The Rim of the Pacific drills will help countries respond as they did when Typhoon Haiyan hit the Philippines last year and when Malaysia Airlines Flight 370 disappeared in March, Adm. Harry Harris told reporters at a news conference opening a month of training.

“These are multilateral events. Real world operations. It helps us if we practice together in settings like this,” Harris said.

The U.S. hopes the exercises will help the U.S. and China increase transparency and better understand each other, he said.

China is embroiled in territorial disputes with several countries participating in the exercises, including Japan and the Philippines. Both countries are U.S. allies.

Many of the disputes are over waters in the South China Sea. China, the Philippines, Brunei, Malaysia, Taiwan and Vietnam have overlapping claims in potentially oil- and gas-rich areas there. Beijing claims virtually the entire body of water.

Japan and China both claim a group of uninhabited islands in the East China Sea called Senkaku in Japanese and Diaoyu in Chinese.

There has been tension between China and the U.S. itself.

China views U.S. moves to “pivot” or rebalance toward Asia and the Pacific as an effort to counter Beijing’s expanding military and contain its growing economic and political influence.
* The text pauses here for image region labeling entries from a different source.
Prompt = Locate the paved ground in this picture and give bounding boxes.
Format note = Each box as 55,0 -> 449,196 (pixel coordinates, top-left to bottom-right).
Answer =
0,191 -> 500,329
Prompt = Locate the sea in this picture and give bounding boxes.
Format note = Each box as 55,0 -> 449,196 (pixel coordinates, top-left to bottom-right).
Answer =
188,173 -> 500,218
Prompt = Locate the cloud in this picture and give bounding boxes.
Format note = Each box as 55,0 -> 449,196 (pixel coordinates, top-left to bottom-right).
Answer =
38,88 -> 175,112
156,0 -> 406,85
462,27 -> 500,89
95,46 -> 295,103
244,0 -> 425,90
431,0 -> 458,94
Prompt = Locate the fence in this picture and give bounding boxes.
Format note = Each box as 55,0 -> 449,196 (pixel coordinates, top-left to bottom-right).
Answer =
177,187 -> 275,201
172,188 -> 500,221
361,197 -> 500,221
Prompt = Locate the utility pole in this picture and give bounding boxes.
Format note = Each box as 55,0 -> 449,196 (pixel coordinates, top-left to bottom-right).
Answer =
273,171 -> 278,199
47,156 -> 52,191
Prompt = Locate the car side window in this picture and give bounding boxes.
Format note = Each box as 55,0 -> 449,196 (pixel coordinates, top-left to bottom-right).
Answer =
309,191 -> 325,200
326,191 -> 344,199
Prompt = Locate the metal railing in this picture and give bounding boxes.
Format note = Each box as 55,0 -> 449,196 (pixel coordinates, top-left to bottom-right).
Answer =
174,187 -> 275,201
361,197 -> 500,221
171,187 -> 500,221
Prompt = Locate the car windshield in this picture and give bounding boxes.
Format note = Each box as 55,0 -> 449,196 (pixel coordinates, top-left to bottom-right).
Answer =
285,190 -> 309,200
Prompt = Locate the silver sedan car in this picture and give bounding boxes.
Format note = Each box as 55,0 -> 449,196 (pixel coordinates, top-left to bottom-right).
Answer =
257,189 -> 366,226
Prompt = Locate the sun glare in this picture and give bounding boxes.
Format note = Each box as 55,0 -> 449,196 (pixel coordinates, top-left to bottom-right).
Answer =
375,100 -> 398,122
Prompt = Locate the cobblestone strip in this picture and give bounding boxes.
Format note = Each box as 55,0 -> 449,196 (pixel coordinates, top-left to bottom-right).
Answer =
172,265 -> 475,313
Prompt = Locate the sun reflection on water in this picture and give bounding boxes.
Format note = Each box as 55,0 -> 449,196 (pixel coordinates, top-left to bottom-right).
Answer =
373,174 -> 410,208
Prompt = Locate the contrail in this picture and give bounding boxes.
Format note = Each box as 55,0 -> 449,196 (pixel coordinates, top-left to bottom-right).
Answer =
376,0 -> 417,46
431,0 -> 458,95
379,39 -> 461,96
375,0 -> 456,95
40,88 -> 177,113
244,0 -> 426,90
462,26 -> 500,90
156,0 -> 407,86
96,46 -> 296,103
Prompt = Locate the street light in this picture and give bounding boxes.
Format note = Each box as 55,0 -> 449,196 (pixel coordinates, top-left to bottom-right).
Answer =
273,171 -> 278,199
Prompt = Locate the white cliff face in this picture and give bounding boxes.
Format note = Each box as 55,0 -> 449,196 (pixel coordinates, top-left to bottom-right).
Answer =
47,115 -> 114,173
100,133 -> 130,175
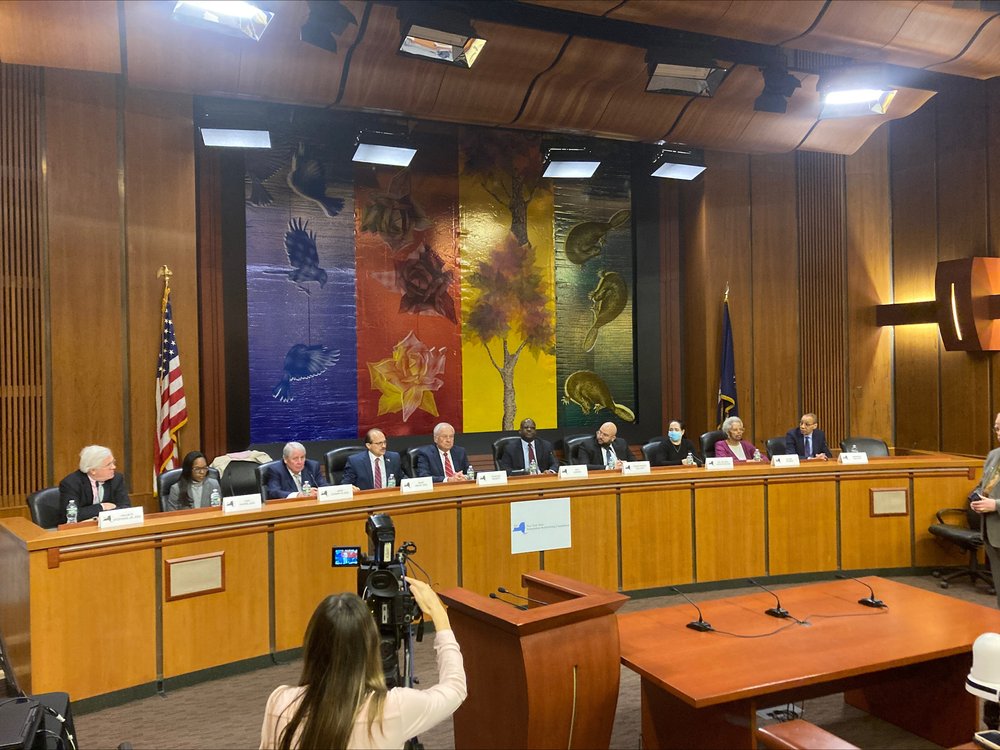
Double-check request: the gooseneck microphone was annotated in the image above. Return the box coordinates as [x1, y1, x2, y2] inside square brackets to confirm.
[834, 573, 889, 609]
[490, 591, 528, 612]
[670, 586, 714, 633]
[497, 586, 548, 607]
[747, 578, 795, 619]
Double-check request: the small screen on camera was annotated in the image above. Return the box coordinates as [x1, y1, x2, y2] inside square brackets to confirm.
[333, 547, 361, 568]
The U.S. says it’s shifting attention to the region because of its growing economic importance.

Harris said the presence of the countries makes a statement that they believe they must improve cooperation despite disagreements. He said “increasing risks” in the region are capable of disrupting stability and affecting “our collective prosperity.”

Countries “can agree to disagree without being disagreeable,” Harris said.
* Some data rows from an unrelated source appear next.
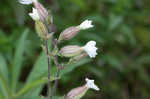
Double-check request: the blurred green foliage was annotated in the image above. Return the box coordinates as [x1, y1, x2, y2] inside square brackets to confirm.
[0, 0, 150, 99]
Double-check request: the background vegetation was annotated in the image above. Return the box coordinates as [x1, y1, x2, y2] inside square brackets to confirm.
[0, 0, 150, 99]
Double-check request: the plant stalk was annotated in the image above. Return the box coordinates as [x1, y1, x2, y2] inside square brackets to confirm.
[50, 40, 61, 99]
[45, 40, 51, 99]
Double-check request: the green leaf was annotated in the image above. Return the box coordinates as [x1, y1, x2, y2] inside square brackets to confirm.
[12, 29, 29, 92]
[61, 59, 90, 76]
[22, 52, 48, 98]
[108, 14, 123, 31]
[0, 55, 8, 84]
[16, 77, 58, 97]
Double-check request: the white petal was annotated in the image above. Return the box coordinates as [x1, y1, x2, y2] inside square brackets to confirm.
[19, 0, 32, 5]
[85, 78, 99, 90]
[29, 8, 40, 21]
[82, 41, 97, 58]
[79, 20, 93, 29]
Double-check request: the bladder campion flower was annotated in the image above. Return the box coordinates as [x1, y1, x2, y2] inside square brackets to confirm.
[82, 41, 97, 58]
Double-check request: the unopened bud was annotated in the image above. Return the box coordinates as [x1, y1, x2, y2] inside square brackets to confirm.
[35, 20, 48, 39]
[19, 0, 50, 23]
[58, 26, 80, 41]
[33, 1, 49, 22]
[29, 8, 40, 21]
[69, 53, 88, 63]
[60, 45, 83, 57]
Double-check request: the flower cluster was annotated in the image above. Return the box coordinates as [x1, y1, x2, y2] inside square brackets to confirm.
[19, 0, 99, 99]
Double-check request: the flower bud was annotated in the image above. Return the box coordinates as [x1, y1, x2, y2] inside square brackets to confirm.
[66, 78, 99, 99]
[29, 8, 40, 21]
[60, 45, 83, 57]
[19, 0, 49, 22]
[33, 1, 49, 22]
[58, 26, 80, 41]
[58, 20, 93, 42]
[69, 53, 88, 63]
[35, 20, 48, 39]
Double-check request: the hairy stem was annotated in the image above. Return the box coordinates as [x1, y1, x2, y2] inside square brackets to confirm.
[50, 40, 60, 99]
[45, 40, 51, 99]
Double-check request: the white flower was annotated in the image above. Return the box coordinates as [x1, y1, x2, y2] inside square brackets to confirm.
[79, 20, 93, 30]
[82, 41, 97, 58]
[19, 0, 37, 5]
[29, 8, 40, 21]
[85, 78, 99, 90]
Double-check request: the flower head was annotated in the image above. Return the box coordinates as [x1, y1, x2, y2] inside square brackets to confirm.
[82, 41, 97, 58]
[85, 78, 99, 90]
[19, 0, 37, 5]
[29, 8, 40, 21]
[79, 20, 93, 30]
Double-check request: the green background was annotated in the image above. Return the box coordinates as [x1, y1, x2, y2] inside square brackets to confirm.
[0, 0, 150, 99]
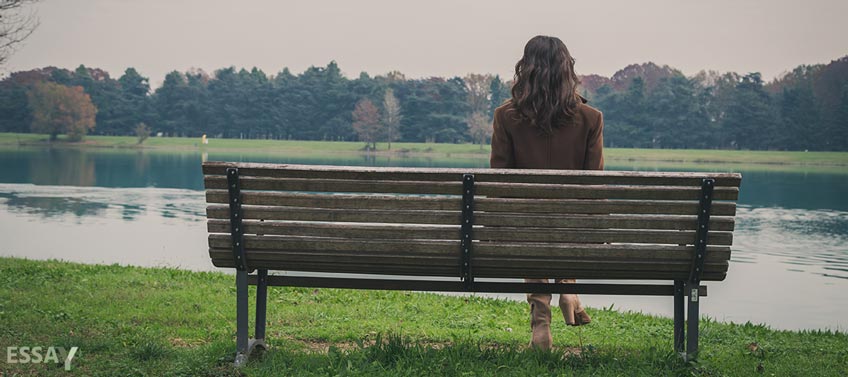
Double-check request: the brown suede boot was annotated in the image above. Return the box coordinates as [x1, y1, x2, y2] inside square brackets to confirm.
[527, 293, 554, 350]
[557, 279, 592, 326]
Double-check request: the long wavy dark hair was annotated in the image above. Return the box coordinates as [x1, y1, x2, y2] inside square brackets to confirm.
[512, 35, 582, 135]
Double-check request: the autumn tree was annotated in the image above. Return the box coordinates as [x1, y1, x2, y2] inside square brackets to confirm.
[383, 88, 401, 150]
[467, 111, 493, 150]
[27, 82, 97, 141]
[135, 122, 150, 145]
[463, 73, 500, 149]
[352, 99, 380, 151]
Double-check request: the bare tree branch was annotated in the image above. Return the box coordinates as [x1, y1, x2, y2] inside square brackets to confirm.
[0, 0, 38, 65]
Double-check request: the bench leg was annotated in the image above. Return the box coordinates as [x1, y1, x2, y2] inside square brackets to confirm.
[674, 280, 686, 354]
[235, 270, 249, 367]
[254, 270, 268, 348]
[235, 270, 268, 367]
[684, 284, 699, 361]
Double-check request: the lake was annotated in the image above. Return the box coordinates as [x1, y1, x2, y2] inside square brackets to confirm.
[0, 147, 848, 331]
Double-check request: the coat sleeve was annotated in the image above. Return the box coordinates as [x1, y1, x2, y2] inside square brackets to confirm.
[584, 113, 604, 170]
[489, 111, 515, 169]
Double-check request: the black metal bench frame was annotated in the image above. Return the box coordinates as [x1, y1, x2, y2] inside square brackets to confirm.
[227, 168, 715, 366]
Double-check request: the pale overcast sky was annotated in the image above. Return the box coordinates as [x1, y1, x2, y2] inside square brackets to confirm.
[3, 0, 848, 86]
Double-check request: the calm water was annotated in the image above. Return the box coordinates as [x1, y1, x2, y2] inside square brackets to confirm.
[0, 148, 848, 331]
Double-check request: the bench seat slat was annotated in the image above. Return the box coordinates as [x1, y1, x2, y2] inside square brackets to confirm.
[210, 251, 728, 276]
[207, 219, 733, 245]
[206, 204, 734, 231]
[203, 162, 742, 187]
[204, 176, 739, 200]
[212, 257, 726, 280]
[209, 234, 730, 263]
[206, 190, 736, 216]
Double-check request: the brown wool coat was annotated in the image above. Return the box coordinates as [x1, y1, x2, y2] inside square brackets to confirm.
[489, 99, 604, 170]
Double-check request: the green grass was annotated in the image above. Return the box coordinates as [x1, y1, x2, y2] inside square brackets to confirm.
[0, 258, 848, 376]
[0, 133, 848, 168]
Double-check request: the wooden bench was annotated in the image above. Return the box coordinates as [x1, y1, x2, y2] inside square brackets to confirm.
[203, 162, 742, 365]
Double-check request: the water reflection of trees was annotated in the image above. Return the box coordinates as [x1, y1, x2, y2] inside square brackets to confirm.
[29, 148, 97, 186]
[0, 193, 109, 217]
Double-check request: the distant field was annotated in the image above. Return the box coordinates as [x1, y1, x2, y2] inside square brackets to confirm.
[0, 133, 848, 167]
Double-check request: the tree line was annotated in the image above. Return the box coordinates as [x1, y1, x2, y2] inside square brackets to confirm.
[0, 56, 848, 151]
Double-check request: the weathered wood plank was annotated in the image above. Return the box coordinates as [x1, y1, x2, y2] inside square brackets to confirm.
[474, 212, 734, 231]
[204, 176, 739, 200]
[209, 234, 730, 263]
[209, 234, 459, 255]
[206, 204, 734, 231]
[203, 162, 742, 187]
[212, 256, 726, 281]
[206, 205, 460, 225]
[206, 190, 736, 216]
[207, 219, 733, 245]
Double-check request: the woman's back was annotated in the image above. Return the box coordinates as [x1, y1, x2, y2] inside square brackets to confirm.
[490, 100, 604, 170]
China sent military observers to watch the drills in 1998, but it has never sent ships before.

This year, China sent four ships, two helicopters, a commando unit and a diving team along with 1,100 Chinese officers and sailors.

One of the ships is a hospital ship, the Peace Ark. A Chinese oiler, frigate and destroyer are expected to join a maritime interdiction operations task force.

The U.S. Navy is hosting about 25,000 military personnel from 22 countries at the exercises. The U.S. Pacific Fleet holds the drills every two years.

Japanese Rear Adm. Yasuki Nakahata, the vice commander of the exercises, said his country is happy China is at the drills.

“It is a very good thing for a country as large as China to acquire new equipment and contribute to a more stable security situation in nearby waters,” Nakahata said. “We greatly welcome this and are hopeful.”

After the first six questions at the news conference were all related to China, Harris interrupted the queries for a moment to stress the drills were about much more than China.

He pointed out the Southeast Asian nation of Brunei was also participating for the first time.

“This is not about China and the United States. This is about 22 nations that are trying to work together for multilateral operability and transparency,” Harris said.